The Blog froze up about August 28th. A lot of “Deprecated” messages appeared on the top of the page and I couldn’t figure out how to get them off. The entire site was frozen, and I couldn’t access any of the controls, post or edit comments. I appealed to many people for help, and many tried, thanks Adrian, Charles and Thad! Greg Ford, as usual, was the biggest help. He remembered that our web host is GoDaddy.com. The kind people at GoDaddy were able to talk me through the reset process for WordPress, on which this blog is written. Seems I have an old version (5 years old) of WordPress which wasn’t syncing up with newer Plugins and fonts. Now I’ve been updated to Vers. 2.1.3, and you will notice that the masthead and type font is just a little different. I only have two Plugins on the site, both of which are not activated. Whew! The things you have to know just to run a blog! Thanks again kind friends, for putting up with my extreme ignorance regarding the fine points of Plugins and Vers. 2.1.3!
I’m not going to do the full quota of comics this time, I’ve been off the blog for so long that I’m going to sashay into it kinda gentle-like. Here’s Myrtle from 4-14 to 4-19-1947 by the great Dudley Fisher. My favorite from the week’s batch is the 4-16, which contains a special preview of “what a Dickens” Myrtle will be like when she’s 16! She has a figure, but even better is the stretched-out pose that Fisher uses to show her energetic attitude.
I felt very unhappy that I couldn’t post the Sept. 1962 Yogi Bear Sunday pages due to the blog freeze. Here they are at last, in response to Yowp’s post of Sept. 2nd. They all seem to be by Harvey Eisenberg this time. The 9-30 strip is rather poignant, as President John F. Kennedy would be shot down Nov. 22, 1963, a little more than a year after this strip was published. Caroline Kennedy, who is the little girl in the last panel of the 9-30 Yogi page, is still around, is a political presence, and a supporter and severe critic of President Obama.

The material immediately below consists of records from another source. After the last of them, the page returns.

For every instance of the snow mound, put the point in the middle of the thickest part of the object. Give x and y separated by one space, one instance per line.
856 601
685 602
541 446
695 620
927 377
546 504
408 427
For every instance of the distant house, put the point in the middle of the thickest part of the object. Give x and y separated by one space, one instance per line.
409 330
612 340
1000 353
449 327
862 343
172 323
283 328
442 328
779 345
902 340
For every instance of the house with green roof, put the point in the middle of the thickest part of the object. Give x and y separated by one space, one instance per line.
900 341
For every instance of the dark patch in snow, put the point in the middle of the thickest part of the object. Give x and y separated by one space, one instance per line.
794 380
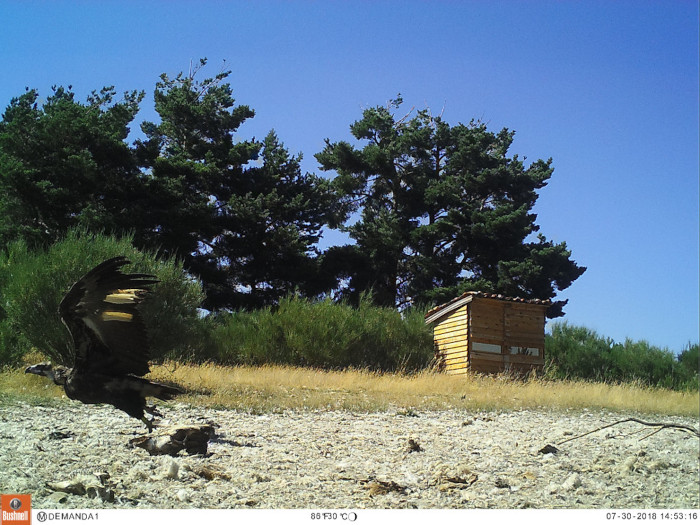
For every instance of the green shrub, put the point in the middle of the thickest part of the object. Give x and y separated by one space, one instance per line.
325 334
578 352
33 283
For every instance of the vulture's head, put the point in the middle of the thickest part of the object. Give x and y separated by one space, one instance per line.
58 374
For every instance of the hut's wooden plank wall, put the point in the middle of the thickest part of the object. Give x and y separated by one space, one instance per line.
451 336
491 335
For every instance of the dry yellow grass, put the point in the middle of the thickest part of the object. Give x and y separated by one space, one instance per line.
277 388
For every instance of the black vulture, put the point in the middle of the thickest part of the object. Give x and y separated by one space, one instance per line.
110 342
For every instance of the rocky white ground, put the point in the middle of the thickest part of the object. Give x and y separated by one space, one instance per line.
76 456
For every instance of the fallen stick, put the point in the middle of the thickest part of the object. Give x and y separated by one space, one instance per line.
635 420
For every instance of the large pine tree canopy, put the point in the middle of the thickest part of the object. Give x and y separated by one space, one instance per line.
433 209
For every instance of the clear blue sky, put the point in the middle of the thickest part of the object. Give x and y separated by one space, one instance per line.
609 90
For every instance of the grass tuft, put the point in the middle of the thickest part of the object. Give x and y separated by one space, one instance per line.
278 388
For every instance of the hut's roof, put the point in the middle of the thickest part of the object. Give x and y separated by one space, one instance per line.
466 297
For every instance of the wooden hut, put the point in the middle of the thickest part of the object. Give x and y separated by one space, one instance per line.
489 333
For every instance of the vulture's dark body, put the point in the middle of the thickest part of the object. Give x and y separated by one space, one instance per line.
110 342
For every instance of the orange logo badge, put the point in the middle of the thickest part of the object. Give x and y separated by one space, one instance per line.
16 509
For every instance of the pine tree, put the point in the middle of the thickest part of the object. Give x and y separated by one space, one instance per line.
65 164
442 210
239 212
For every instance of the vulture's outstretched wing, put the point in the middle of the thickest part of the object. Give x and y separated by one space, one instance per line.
100 310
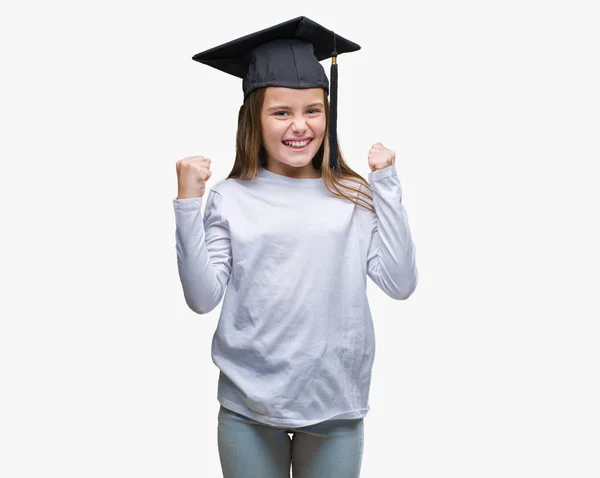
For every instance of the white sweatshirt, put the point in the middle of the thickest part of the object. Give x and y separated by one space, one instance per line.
295 341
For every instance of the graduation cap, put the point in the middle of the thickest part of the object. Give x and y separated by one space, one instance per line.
287 55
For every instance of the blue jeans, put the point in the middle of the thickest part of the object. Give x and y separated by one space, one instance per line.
251 449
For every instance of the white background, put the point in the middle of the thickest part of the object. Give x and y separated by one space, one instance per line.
490 369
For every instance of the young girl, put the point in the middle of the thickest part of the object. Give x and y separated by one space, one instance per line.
289 238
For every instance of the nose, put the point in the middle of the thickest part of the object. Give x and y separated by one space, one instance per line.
299 124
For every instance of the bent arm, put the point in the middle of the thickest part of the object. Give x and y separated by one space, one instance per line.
203 251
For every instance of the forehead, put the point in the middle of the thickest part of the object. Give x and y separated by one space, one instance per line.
276 94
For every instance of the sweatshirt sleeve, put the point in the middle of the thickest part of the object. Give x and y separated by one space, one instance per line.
203 251
391 257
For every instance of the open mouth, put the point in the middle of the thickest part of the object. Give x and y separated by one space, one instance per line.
297 145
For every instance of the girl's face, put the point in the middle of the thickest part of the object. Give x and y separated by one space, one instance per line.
293 127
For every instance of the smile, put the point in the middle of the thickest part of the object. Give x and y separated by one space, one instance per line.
297 145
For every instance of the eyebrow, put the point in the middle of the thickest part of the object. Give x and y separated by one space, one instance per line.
283 107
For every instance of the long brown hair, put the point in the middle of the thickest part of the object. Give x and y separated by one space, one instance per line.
250 155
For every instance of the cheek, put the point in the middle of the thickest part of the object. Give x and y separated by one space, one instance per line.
318 126
273 130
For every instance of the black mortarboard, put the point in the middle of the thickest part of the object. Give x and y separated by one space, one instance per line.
288 55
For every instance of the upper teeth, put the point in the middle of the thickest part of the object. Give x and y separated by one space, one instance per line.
297 143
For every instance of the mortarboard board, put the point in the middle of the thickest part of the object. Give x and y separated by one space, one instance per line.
287 55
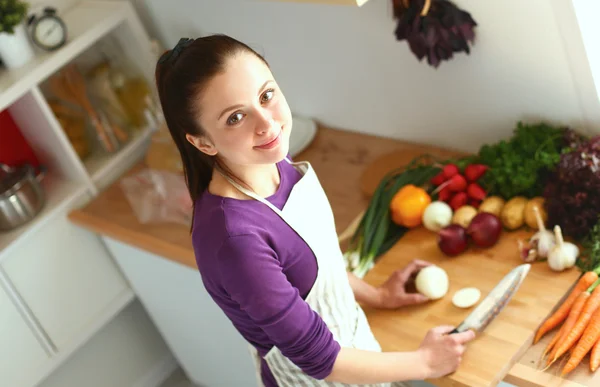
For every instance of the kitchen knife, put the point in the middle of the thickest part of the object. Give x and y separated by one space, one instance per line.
493 304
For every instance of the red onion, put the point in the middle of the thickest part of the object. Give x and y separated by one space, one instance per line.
485 229
452 239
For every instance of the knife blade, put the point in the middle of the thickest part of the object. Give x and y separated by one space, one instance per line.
495 301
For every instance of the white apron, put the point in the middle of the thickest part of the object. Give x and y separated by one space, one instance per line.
308 212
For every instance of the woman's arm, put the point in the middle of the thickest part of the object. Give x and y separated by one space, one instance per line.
364 292
439 354
392 293
356 366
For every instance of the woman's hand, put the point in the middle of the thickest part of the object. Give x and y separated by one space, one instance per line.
394 293
441 352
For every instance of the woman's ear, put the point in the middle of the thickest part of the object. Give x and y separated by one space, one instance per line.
202 143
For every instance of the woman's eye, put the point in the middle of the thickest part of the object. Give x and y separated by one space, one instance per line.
234 118
267 96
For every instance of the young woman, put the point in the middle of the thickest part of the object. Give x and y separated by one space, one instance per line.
264 234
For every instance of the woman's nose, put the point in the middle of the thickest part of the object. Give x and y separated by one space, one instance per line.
264 124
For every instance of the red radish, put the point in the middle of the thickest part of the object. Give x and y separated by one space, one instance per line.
450 170
438 179
474 191
457 183
485 229
444 194
473 172
458 200
452 240
474 203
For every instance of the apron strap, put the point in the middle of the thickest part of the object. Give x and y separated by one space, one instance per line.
302 166
245 191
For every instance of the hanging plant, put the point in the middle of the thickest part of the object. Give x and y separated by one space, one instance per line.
12 12
435 29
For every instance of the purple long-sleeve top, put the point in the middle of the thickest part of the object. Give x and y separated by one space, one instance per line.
259 272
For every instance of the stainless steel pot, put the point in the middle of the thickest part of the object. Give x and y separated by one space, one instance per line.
21 195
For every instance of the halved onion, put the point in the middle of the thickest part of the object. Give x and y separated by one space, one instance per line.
466 297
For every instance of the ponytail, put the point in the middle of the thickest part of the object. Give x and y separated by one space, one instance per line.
181 75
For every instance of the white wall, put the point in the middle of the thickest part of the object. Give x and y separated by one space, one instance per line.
587 12
344 67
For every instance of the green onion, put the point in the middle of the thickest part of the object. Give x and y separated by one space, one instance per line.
376 232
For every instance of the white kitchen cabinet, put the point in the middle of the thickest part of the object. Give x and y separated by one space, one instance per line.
20 351
204 342
67 279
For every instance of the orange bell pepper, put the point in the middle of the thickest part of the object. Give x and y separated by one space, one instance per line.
408 205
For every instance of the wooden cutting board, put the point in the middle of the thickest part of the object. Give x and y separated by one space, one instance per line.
506 345
493 353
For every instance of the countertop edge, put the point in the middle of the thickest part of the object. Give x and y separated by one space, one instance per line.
139 240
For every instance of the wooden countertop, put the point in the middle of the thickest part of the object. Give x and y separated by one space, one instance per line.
339 158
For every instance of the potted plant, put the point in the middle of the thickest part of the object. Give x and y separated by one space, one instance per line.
15 47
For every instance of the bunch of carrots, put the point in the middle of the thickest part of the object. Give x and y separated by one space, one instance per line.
580 332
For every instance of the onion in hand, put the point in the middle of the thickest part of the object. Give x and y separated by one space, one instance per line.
432 281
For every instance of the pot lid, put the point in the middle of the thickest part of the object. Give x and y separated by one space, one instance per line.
12 180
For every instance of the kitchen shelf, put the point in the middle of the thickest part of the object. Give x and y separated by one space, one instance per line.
100 164
60 194
87 22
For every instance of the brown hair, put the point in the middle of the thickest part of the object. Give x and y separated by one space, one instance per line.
181 75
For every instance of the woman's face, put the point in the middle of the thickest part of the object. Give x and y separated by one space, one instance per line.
245 115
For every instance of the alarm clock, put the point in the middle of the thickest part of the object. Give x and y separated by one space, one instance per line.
47 31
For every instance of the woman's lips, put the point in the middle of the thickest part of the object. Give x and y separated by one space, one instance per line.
271 143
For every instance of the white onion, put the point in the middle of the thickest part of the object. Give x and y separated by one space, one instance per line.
432 281
437 215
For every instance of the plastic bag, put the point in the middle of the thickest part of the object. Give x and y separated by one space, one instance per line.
158 196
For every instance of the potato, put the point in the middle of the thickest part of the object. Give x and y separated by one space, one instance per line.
464 215
493 205
513 213
530 219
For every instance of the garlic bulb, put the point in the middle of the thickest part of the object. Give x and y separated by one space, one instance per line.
543 240
564 254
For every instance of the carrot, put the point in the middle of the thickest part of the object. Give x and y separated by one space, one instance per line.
588 340
567 326
584 282
595 357
589 309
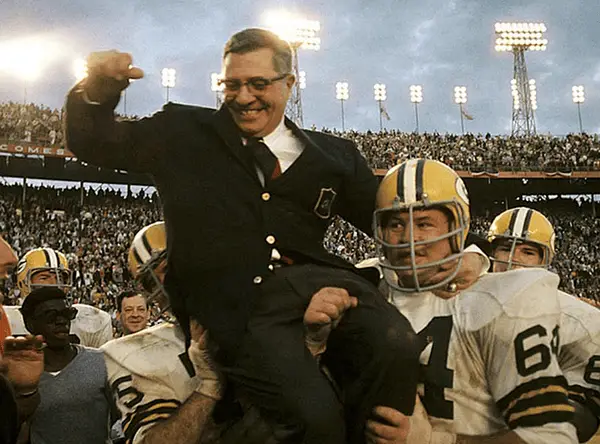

Please click the blogroll to the right of the page, to go to Yowp’s website and read his comments on these strips.
I’ve missed, and haven’t missed writing this blog these past few weeks. It can be a time-consuming task to put this little squeak together. Some nice readers wrote to me and said they would miss this electronic rag if I quit doing it, so for them I’ll continue as long as the software lets me! I’ll try to get some more of my favorite (and yours) Felix, Krazy and L.A. Junior Times comics back here (where they belong) very soon. Computers can still be very formidable critters to deal with at times, especially when you can’t figure out what “Deprecated warnings” mean, let alone “Codex”. Good luck with your blogs, you content providers! See you soon.